**BREAKING (!):** HTTP transport was significantly reworked in this version. Now it uses [threading](https://docs.python.org/3/library/threading.html) instead of [subprocess](https://docs.python.org/3/library/subprocess.html) to handle CSV data streaming.
There are no changes in a common **single-process** HTTP transport.
There are some breaking changes in **parallel** HTTP transport:
- Argument `mode` was removed from [`http_transport()`](/docs/REFERENCE.mdhttp_transport) function, it is no longer needed.
- Word "proxy" used in context of HTTP transport was replaced with "exa_address" in documentation and code. Word "proxy" now refers to connections routed through an actual HTTP proxy only.

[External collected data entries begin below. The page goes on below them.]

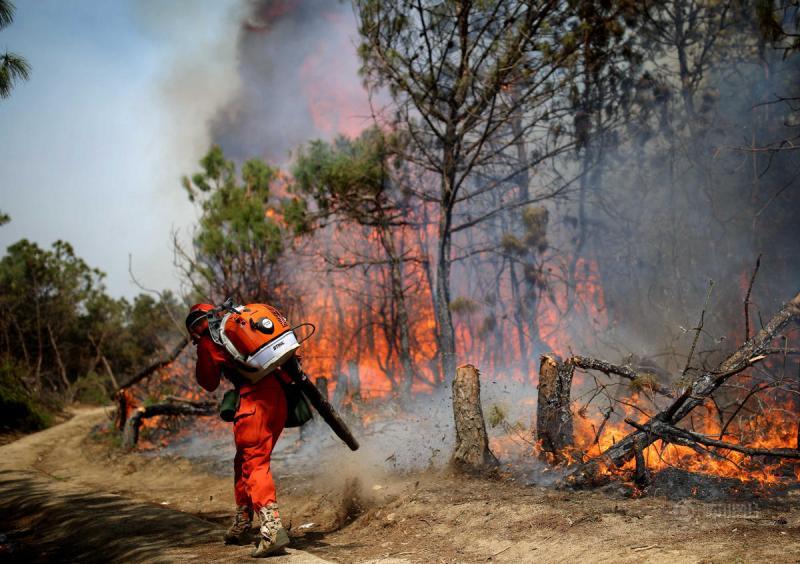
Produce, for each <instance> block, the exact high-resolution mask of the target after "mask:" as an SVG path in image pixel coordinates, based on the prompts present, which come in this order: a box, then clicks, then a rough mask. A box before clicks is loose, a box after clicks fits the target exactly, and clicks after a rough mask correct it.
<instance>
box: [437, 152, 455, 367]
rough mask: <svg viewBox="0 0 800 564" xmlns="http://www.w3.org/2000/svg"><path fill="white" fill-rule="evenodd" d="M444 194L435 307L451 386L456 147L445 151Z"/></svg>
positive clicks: (453, 336)
mask: <svg viewBox="0 0 800 564" xmlns="http://www.w3.org/2000/svg"><path fill="white" fill-rule="evenodd" d="M443 155H444V158H443V170H442V178H441V181H442V194H441V208H440V210H439V245H438V251H439V252H438V256H437V257H436V286H435V288H434V303H435V305H436V321H437V325H438V327H439V355H440V357H441V359H442V379H443V380H444V381H445V382H447V381H450V379H451V378H452V377H453V375H454V374H455V372H456V338H455V331H454V329H453V316H452V315H451V312H450V266H451V262H450V252H451V248H452V245H451V243H452V236H453V234H452V232H451V229H452V221H453V205H454V195H453V188H454V184H455V176H456V169H455V158H454V156H453V147H452V146H451V147H446V148H445V149H444V150H443Z"/></svg>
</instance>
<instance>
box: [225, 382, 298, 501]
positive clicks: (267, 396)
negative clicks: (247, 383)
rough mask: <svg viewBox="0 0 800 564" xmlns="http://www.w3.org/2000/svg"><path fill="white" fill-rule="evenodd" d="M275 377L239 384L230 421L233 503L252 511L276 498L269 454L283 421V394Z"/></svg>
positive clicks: (284, 412) (283, 397)
mask: <svg viewBox="0 0 800 564" xmlns="http://www.w3.org/2000/svg"><path fill="white" fill-rule="evenodd" d="M278 378H279V376H278V375H277V374H272V375H269V376H267V377H265V378H264V379H263V380H261V381H259V382H257V383H255V384H246V385H244V386H242V388H241V389H240V390H239V393H240V401H239V409H238V410H237V411H236V418H235V419H234V422H233V436H234V440H235V442H236V456H235V458H234V460H233V474H234V497H235V499H236V505H245V506H249V507H252V508H253V510H254V511H258V510H259V509H260V508H261V507H263V506H265V505H267V504H269V503H274V502H275V501H276V498H275V482H274V480H273V479H272V473H271V472H270V457H271V456H272V449H273V448H274V447H275V443H276V442H277V441H278V437H280V434H281V432H282V431H283V426H284V424H285V423H286V396H285V395H284V392H283V388H281V385H280V383H279V382H278Z"/></svg>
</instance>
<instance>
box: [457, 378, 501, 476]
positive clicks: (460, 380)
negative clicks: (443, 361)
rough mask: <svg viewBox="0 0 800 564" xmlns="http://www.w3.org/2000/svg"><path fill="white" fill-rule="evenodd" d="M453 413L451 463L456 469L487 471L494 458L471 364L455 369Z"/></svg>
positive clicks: (489, 466) (480, 400) (475, 380)
mask: <svg viewBox="0 0 800 564" xmlns="http://www.w3.org/2000/svg"><path fill="white" fill-rule="evenodd" d="M453 416H454V418H455V424H456V448H455V451H454V452H453V456H452V458H451V459H450V464H451V465H452V466H453V467H455V468H458V469H459V470H486V469H489V468H493V467H495V466H497V464H498V461H497V458H496V457H495V456H494V454H492V451H491V450H489V438H488V436H487V435H486V423H485V422H484V420H483V410H482V409H481V382H480V373H479V372H478V369H477V368H475V367H474V366H472V365H471V364H465V365H464V366H459V367H458V368H457V369H456V377H455V378H454V379H453Z"/></svg>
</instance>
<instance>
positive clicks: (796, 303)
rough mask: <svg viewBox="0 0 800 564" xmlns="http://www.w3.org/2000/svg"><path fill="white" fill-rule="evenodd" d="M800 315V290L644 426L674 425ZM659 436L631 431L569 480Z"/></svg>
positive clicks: (576, 481) (615, 465) (750, 362)
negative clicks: (780, 308) (778, 333)
mask: <svg viewBox="0 0 800 564" xmlns="http://www.w3.org/2000/svg"><path fill="white" fill-rule="evenodd" d="M798 319H800V293H798V294H797V295H796V296H795V297H794V298H792V300H791V301H789V302H788V303H787V304H785V305H784V306H783V308H781V310H780V311H779V312H778V313H777V314H775V316H774V317H773V318H772V319H771V320H770V321H769V323H767V324H766V325H765V326H764V328H763V329H761V331H759V332H758V333H757V334H756V335H755V336H754V337H753V338H752V339H749V340H748V341H746V342H745V343H744V344H743V345H742V346H741V347H739V349H738V350H736V351H735V352H734V353H733V354H731V355H730V356H728V358H726V359H725V360H724V361H723V362H722V363H721V364H720V365H719V366H718V367H717V368H716V369H715V370H713V371H704V372H703V373H702V374H701V375H700V376H699V377H698V378H697V379H696V380H695V381H694V382H693V383H692V385H691V386H690V387H688V388H687V389H686V391H685V392H684V393H683V394H681V396H680V397H679V398H678V399H676V400H675V401H674V402H673V403H672V405H670V406H669V407H668V408H666V409H665V410H663V411H661V412H659V413H658V414H656V415H655V416H653V417H652V418H650V419H649V420H648V421H647V422H646V423H644V424H643V427H644V428H647V429H650V427H651V426H653V425H656V424H657V423H658V422H661V423H668V424H672V425H674V424H675V423H677V422H679V421H680V420H682V419H683V418H684V417H686V416H687V415H688V414H689V413H690V412H691V411H692V410H693V409H694V408H695V407H697V406H698V405H701V404H702V403H703V402H704V401H705V399H706V398H707V397H708V396H709V395H711V394H712V393H713V392H714V391H715V390H716V389H717V388H719V387H720V386H721V385H722V384H723V383H724V382H725V381H726V380H727V379H728V378H730V377H731V376H733V375H734V374H738V373H739V372H742V371H743V370H746V369H747V368H748V367H750V366H752V365H753V364H754V363H755V362H758V361H759V360H762V359H763V358H765V355H766V352H767V351H768V350H770V344H771V343H772V341H773V340H774V339H775V338H776V336H777V334H778V332H780V331H781V330H783V329H784V328H785V327H786V326H787V325H788V324H789V323H790V322H792V321H797V320H798ZM657 437H658V435H657V434H656V433H653V432H648V431H644V430H637V431H636V432H634V433H631V434H630V435H628V436H626V437H625V438H624V439H622V440H621V441H619V442H617V443H616V444H614V445H613V446H611V447H609V448H608V449H606V451H605V452H603V453H602V454H601V455H600V456H597V457H595V458H593V459H591V460H589V461H588V462H586V463H584V464H582V465H581V466H580V467H578V468H577V469H576V470H574V471H573V472H572V473H570V474H569V475H568V476H567V477H566V483H567V484H569V485H571V486H573V487H582V486H585V485H588V484H591V483H593V482H594V481H595V479H596V477H597V474H598V472H599V470H600V468H601V467H602V466H603V465H607V464H613V465H615V466H621V465H623V464H624V463H625V462H627V461H628V460H630V459H631V457H632V456H633V447H634V444H635V443H636V441H642V442H641V443H640V444H641V445H642V448H646V447H647V446H649V445H650V444H651V443H653V442H654V441H655V440H657Z"/></svg>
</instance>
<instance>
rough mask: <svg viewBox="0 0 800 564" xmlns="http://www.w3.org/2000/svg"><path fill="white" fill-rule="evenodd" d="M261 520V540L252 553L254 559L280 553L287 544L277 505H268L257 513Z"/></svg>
mask: <svg viewBox="0 0 800 564" xmlns="http://www.w3.org/2000/svg"><path fill="white" fill-rule="evenodd" d="M258 516H259V518H260V519H261V529H260V531H259V532H260V533H261V539H260V540H259V543H258V546H257V547H256V549H255V550H254V551H253V554H251V556H253V557H254V558H263V557H265V556H269V555H270V554H276V553H279V552H282V551H283V549H284V548H285V547H286V546H288V544H289V533H287V532H286V529H284V528H283V524H282V523H281V517H280V515H279V514H278V504H277V503H270V504H269V505H265V506H264V507H262V508H261V509H260V510H259V511H258Z"/></svg>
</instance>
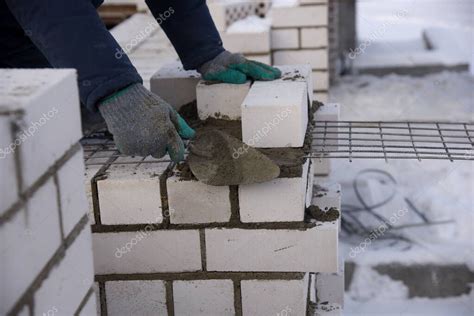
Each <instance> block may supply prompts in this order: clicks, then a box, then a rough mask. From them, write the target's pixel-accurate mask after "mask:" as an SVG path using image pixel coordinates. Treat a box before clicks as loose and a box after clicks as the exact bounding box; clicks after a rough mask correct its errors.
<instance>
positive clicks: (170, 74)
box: [150, 62, 201, 109]
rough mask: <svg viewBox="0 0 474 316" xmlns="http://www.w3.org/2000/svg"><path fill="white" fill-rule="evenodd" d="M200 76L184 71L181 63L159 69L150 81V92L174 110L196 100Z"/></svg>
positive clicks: (179, 107) (177, 108)
mask: <svg viewBox="0 0 474 316" xmlns="http://www.w3.org/2000/svg"><path fill="white" fill-rule="evenodd" d="M200 79H201V75H200V74H199V73H198V72H196V71H194V70H184V68H183V65H182V64H181V62H173V63H170V64H166V65H164V66H163V67H161V68H160V69H159V70H158V71H157V72H156V73H155V74H154V75H153V76H152V77H151V79H150V91H151V92H153V93H155V94H157V95H159V96H160V97H162V98H163V99H164V100H165V101H167V102H168V103H169V104H171V105H172V106H173V107H174V108H175V109H179V108H180V107H181V106H182V105H185V104H188V103H190V102H192V101H194V100H196V85H197V84H198V82H199V80H200Z"/></svg>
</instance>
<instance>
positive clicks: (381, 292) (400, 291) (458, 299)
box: [344, 267, 474, 316]
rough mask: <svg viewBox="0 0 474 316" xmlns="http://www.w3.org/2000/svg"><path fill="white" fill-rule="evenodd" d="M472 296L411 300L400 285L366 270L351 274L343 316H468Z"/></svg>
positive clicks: (470, 309) (358, 270)
mask: <svg viewBox="0 0 474 316" xmlns="http://www.w3.org/2000/svg"><path fill="white" fill-rule="evenodd" d="M473 313H474V292H471V293H470V294H467V295H462V296H458V297H452V298H437V299H428V298H411V299H408V288H407V287H406V286H405V285H404V284H403V282H401V281H394V280H392V279H391V278H389V277H388V276H384V275H380V274H379V273H377V272H376V271H375V270H373V269H371V268H370V267H361V268H360V269H357V270H356V271H355V272H354V276H353V281H352V285H351V288H350V289H349V291H348V292H346V295H345V297H344V315H346V316H358V315H364V316H365V315H384V316H392V315H393V316H395V315H396V316H400V315H403V316H412V315H413V316H415V315H417V316H421V315H423V316H425V315H430V316H438V315H439V316H447V315H456V316H462V315H472V314H473Z"/></svg>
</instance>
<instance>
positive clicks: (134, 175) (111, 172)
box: [97, 162, 169, 225]
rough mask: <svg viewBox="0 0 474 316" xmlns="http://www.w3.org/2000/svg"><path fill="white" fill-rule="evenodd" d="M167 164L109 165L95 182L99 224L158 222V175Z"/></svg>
mask: <svg viewBox="0 0 474 316" xmlns="http://www.w3.org/2000/svg"><path fill="white" fill-rule="evenodd" d="M168 165H169V163H167V162H161V163H160V162H159V163H143V164H139V165H138V166H136V165H134V164H117V165H112V166H111V167H109V169H108V170H107V178H106V179H105V180H100V181H97V190H98V192H99V206H100V217H101V220H102V223H103V224H107V225H113V224H144V223H146V224H148V223H161V222H162V221H163V213H162V208H161V193H160V176H161V175H162V174H163V172H164V171H165V170H166V168H167V167H168Z"/></svg>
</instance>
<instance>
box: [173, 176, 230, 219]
mask: <svg viewBox="0 0 474 316" xmlns="http://www.w3.org/2000/svg"><path fill="white" fill-rule="evenodd" d="M166 182H167V188H168V203H169V209H170V217H171V223H173V224H197V223H216V222H217V223H219V222H228V221H229V219H230V216H231V210H230V199H229V187H228V186H211V185H207V184H204V183H202V182H199V181H189V180H186V181H183V180H181V179H180V178H179V176H172V177H169V178H168V179H167V181H166Z"/></svg>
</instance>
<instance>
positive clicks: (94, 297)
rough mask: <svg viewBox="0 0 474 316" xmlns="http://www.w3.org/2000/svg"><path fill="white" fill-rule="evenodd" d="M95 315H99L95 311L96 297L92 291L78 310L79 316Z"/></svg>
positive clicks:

- Function `ExaHTTPTransportWrapper.get_proxy()` was replaced with property `ExaHTTPTransportWrapper.exa_address`. Function `.get_proxy()` is still available for backwards compatibility, but it is deprecated.
- Module `pyexasol_utils.http_transport` no longer exists.
- Constants `HTTP_EXPORT` and `HTTP_IMPORT` are no longer exposed in `pyexasol` module.
Rationale:
- Threading provides much better compatibility with Windows OS and various exotic setups (e.g. uWSGI).
- Orphan "http_transport" processes will no longer be a problem.
- Modern Pandas and Dask can (mostly) release GIL when reading or writing CSV streams.
- HTTP thread is primarily dealing with network I/O and zlib compression, which (mostly) release GIL as well.
Execution time for small data sets might be improved by 1-2s, since another Python interpreter is no longer started from scratch. Execution time for very large data sets might be ~2-5% worse for CPU bound workloads and unchanged for network bound workloads.
Also, [examples](/docs/EXAMPLES.md) were re-arranged in this version, refactored and grouped into multiple categories.